I work with titanium dioxide, which is a chemical that is in everything but that hardly anyone has heard of. Titanium dioxide is a white pigment used to make things look more white and more opaque. It's used in foods, pharmaceuticals, paints, make up, all sorts. I work in the Inks team, and I investigate what changes we can make to the titanium dioxide to optimise it for use on packaging including things like cereal boxes and crisp packets.
WHY DID YOU CHOOSE THIS FIELD?
In a lot of ways [chemistry and baking] are very similar. You change the recipe slightly and you get something different out at the end, and in both cases there's a lot of trial and improvement.
WHAT DO YOU LOOK AT & THINK, "I WISH YOUNGER ME WOULD HAVE KNOWN THIS WAS POSSIBLE?"
When I was at school I didn't really know anything about university as no one in my family had been before. I defintiely didn't ever imagine that less than 10 years later I'd be graduating with a PhD in Chemical Engineering. At school I didn't even know what a PhD was!

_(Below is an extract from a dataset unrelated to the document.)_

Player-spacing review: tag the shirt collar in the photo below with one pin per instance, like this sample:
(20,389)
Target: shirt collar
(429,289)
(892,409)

WHY DO YOU LOVE WORKING IN STEM?
I love working with people who are as enthusiastic about STEM as I am. I found it difficult at school as my friends didn't get as excited about science as I did, but working in teams where everyone shares the same passion is one of the best things about working in STEM.

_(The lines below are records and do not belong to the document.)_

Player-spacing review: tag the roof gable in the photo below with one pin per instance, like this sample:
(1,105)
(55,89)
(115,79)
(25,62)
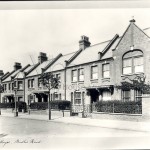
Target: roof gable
(132,36)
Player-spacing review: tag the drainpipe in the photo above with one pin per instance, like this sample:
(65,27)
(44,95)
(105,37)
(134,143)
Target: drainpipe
(65,81)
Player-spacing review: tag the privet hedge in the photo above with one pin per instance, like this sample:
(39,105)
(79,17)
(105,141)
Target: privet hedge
(20,105)
(58,104)
(116,106)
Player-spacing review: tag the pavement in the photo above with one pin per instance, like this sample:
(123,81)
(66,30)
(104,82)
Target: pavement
(105,123)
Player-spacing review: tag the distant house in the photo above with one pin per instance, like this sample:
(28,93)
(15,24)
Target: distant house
(14,81)
(88,75)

BEST ADVICE FOR NEXT GENERATION?
STEM covers such a huge range of careers, literally everything around us has had involvement from a chemist, biologist, engineer, mathematician. So choosing a career in STEM doesn't limit you, in fact it opens up so many more possibilities. It can also be combined with other passions, for example if you also love writing you could think about science journalism, as we need people who understand STEM to write about STEM.
INSPO / FUN FACT
I can name all 50 states of America.